This is essentially 'diff' in binary mode where it identifies files based on their content, not their filename. It simply lets you compare two sets of data where file names or other metadata may have changed, but all you really care about is whether the actual files - that is, the actual data within each - is duplicated or not.
It's also an interesting exercise in how heavily you can optimise for I/O performance using libdispatch. The result is not pretty, but effective.
I (Wade Tregaskis) wrote it because I needed a tool for checking that I'd copied all my photos off my SD cards, possibly many weeks prior and having renamed and moved them all around since then.
NOTE: this does not tell you differences within two files. This is a different kind of diff. Though something like that is on the TODO list, below.
Normal 2-clause BSD. See the top of main.m for details.
- Add the ability to tell you how two matches differ (e.g. how their metadata is different; different names, modification dates, etc).

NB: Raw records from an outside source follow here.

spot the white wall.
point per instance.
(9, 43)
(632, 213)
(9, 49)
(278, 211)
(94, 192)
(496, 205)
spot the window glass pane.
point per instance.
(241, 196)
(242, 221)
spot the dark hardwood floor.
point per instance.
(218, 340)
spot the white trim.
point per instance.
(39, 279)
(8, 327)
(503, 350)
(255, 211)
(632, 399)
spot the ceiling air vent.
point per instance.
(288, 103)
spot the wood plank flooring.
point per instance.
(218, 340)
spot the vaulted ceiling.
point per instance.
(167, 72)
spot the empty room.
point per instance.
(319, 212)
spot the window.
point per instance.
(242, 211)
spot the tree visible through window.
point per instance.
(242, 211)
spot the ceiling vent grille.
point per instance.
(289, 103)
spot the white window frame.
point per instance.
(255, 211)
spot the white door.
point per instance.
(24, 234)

- Optimise the indexing (hashing) step by doing multiple passes. i.e. first hash only the first 4K of each file, then for all the conflicting ones, hash e.g. the next 1 MiB, etc. This is just a further optimisation of the existing method of hashing only a subset of the file (1 MiB by default) that might be able to further reduce overall I/O while dealing with hash conflicts gracefully.
- Figure out why there appears to be some kind of serialisation occurring, in batches of concurrencyLimiter size.
- Figure out why bandwidth utilisation of the SD card slot, as a percentage, seems inversely proportionate with internal disks'. i.e. you can get 0 MB/s and 400 MB/s respectively, or 10 MB/s and 200 MB/s, or 20 MB/s and 20 MB/s, but not the obvious 20 MB/s and 400 MB/s.